Questa Storia del Medio Oriente contemporaneo, di Massimo Campanini, costituisce forse l’unico tentativo in Italia di leggere il Novecento arabo (ma l’analisi include anche i popoli persiano, turco e curdo) alla luce del pensiero islamico e dell’impatto che le istituzioni e le idee euro-occidentali hanno sortito su di esso. Il libro offre una ricostruzione lucida e appassionata su come la riflessione sul rapporto fra Islam e democrazia abbia dominato con categorie proprie il pensiero politico arabo moderno.


Questa Storia del Medio Oriente contemporaneo, di Massimo Campanini, costituisce forse l’unico tentativo in Italia di leggere il Novecento arabo (ma l’analisi include anche i popoli persiano, turco e curdo) alla luce del pensiero islamico e dell’impatto che le istituzioni e le idee euro-occidentali hanno sortito su di esso.

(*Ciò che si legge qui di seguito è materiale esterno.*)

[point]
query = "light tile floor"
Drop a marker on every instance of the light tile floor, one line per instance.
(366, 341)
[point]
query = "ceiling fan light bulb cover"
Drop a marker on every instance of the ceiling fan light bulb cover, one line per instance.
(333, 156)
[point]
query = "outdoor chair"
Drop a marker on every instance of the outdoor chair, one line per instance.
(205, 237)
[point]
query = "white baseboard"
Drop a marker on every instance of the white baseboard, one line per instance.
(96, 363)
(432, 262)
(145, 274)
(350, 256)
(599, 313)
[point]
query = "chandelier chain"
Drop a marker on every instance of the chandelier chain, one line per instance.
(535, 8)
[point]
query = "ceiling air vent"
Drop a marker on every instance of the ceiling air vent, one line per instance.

Docente di Storia dei Paesi islamici all’Università di Trento, Campanini ricostruisce con una prosa chiara e avvincente come la storia politica del Nord Africa e Vicino Oriente non sia stata esente – pur nelle lotte per la fine del colonialismo, nei colpi di Stato, nelle dittature militari e nelle degenerazioni eversive dell’Islam violento – da una riflessione ininterrotta su tre categorie di pensiero che hanno costituito e costituiscono ancora oggi una sfida per la forma mentis mediorientale: il concetto di popolo-nazione; quello di libertà e democrazia; quello di secolarismo.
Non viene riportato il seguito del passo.